ANTARA ILMU DAN IBADAH

 

MESJID

            Tidak terbantahkan lagi, mesjid merupakan sarana dan basis kekuatan umat Islam. Selama umat Islam menjadikan mesjid sebagai pusat harakah Islamiyyah, selama itu pula eksistensi kekuatannya akan berimbas terhadap seluruh aspek kehidupan. Ini dapat dilihat bagaimana orang yang hidupnya mengikatkan diri dengan aktifitas mesjid dibanding dengan orang yang kurang mengenal mesjid. Sebab bagaimanapun mesjid akan memberi nuansa dan lingkungan yang sarat dengan kesejukan dan kejernihan jiwa.

            Selama ini fungsi dan peran mesjid sepertinya dibatasi oleh aktifitas ritual semata.
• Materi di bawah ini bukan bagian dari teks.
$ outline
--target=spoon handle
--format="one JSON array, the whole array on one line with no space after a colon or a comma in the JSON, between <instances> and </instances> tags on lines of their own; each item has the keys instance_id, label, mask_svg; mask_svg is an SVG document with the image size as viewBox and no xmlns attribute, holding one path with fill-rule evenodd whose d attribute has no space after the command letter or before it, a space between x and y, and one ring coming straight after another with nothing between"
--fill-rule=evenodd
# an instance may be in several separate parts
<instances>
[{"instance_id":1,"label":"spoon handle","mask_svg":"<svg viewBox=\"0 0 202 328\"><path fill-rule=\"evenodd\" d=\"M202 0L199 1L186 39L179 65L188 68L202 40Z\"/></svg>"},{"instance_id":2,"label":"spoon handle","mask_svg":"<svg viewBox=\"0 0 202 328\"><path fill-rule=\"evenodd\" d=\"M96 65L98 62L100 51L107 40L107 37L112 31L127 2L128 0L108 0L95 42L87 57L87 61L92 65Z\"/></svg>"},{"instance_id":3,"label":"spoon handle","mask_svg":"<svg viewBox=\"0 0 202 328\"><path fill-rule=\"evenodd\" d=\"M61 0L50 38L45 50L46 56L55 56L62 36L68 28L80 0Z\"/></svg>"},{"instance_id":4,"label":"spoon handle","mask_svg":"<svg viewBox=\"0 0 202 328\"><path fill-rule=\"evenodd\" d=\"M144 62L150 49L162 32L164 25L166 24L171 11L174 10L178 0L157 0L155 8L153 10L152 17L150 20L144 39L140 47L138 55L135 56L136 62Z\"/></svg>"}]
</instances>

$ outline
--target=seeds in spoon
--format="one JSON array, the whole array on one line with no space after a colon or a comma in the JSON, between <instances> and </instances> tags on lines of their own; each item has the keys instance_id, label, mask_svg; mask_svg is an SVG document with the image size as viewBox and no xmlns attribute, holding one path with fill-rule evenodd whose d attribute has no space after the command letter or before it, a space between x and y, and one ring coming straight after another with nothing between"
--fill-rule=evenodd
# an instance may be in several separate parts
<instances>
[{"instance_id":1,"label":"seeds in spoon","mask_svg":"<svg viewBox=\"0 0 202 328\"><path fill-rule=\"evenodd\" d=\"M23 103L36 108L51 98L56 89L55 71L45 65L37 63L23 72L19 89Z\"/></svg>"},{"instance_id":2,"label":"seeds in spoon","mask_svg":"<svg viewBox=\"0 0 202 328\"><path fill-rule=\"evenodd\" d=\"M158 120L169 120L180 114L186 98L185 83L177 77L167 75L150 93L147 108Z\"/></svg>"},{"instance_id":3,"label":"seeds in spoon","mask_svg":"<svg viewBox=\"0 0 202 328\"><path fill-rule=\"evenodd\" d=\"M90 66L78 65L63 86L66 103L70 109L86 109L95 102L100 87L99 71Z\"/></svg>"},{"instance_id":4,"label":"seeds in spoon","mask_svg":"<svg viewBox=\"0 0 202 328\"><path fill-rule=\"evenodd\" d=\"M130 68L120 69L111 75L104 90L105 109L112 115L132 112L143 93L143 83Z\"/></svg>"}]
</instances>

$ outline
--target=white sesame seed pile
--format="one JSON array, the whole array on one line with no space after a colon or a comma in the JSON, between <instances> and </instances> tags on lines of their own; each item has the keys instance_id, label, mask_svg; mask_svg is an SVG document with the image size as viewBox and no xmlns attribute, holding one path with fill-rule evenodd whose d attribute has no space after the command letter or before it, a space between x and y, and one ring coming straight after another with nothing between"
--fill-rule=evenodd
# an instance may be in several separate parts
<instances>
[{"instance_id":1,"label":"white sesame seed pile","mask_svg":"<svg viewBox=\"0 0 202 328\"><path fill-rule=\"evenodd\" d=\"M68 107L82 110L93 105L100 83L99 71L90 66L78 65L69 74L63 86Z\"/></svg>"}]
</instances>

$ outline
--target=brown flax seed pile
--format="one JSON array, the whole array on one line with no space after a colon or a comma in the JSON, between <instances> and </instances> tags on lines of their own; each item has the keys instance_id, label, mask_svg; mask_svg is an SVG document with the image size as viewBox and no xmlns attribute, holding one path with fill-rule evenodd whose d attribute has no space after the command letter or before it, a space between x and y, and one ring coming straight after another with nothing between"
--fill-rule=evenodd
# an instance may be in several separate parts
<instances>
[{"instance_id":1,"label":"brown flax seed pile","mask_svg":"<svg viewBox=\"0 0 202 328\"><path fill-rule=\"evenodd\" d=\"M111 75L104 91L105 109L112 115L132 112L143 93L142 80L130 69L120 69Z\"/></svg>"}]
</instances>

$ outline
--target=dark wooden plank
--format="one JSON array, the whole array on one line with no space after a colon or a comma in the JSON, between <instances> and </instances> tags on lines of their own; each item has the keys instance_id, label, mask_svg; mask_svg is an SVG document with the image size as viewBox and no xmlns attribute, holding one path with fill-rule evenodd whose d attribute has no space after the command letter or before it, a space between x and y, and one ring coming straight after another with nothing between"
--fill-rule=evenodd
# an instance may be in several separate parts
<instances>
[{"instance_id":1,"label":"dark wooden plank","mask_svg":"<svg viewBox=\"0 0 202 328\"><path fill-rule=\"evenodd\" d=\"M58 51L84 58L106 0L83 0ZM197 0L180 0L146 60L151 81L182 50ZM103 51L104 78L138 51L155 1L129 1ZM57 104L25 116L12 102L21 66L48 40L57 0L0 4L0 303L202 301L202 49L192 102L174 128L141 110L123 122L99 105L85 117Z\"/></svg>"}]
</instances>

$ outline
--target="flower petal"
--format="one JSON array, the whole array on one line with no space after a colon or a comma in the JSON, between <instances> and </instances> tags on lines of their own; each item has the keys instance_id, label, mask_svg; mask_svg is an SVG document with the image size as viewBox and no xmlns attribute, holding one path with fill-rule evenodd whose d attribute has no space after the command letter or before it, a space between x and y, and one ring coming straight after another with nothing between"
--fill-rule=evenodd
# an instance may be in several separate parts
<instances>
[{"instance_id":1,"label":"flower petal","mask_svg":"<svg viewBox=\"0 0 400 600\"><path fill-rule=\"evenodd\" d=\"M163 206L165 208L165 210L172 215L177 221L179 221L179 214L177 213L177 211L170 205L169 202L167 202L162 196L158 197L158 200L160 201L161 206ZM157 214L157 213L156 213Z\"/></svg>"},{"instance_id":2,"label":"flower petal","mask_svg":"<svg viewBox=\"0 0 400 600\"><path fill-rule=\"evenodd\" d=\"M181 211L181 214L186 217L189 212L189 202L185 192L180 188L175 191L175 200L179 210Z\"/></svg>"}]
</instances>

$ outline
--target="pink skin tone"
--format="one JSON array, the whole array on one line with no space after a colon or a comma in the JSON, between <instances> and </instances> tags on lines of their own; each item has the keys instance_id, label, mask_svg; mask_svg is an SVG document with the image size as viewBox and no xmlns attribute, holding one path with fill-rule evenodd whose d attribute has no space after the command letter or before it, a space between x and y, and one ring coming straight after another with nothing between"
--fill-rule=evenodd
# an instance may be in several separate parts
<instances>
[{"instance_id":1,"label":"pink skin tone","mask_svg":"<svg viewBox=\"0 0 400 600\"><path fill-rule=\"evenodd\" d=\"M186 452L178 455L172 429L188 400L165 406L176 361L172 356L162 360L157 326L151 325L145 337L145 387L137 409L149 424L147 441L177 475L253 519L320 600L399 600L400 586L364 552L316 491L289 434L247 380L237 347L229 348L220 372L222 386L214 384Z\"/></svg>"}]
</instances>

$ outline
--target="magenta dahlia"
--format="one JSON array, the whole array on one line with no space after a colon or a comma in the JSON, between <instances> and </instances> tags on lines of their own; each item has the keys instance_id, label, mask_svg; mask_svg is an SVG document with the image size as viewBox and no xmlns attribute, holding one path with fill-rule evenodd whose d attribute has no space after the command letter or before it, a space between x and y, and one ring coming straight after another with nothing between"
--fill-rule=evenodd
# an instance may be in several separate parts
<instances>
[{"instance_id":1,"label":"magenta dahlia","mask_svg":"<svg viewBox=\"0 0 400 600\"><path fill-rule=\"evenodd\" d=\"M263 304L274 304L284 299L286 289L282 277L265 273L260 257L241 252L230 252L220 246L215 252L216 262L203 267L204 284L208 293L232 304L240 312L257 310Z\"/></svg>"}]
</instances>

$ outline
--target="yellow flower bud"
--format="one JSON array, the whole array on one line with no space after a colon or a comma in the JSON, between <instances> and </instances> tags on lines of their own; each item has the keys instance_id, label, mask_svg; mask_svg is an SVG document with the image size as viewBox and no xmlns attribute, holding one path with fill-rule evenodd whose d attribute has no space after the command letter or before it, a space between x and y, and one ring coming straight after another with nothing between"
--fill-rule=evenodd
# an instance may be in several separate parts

Padahal jika kita telusuri peran Rasulullah Saw dan para sahabatnya dalam memfungsikan mesjid, ternyata masih jauh dengan realita sekarang ini. Pada masa itu masjid dijadikan sebagai pusat harakah—pusat pengakajian ilmiah—dan pusat kepentingan-kepentingan umat Islam lainnya.

            Disamping itu, dewasa ini kurangnya perhatian generasi umat Islam akan keberadaan mesjid merupakan fenomena yang tidak boleh dibenarkan. Bagaimana pun generasi—khususnya kaum remaja—adalah mata rantai yang akan mengisi perjalanan kehidupan ini. Jika kaum generasinya rusak, dapat dipastikan bagaimana gambaran ke depannya.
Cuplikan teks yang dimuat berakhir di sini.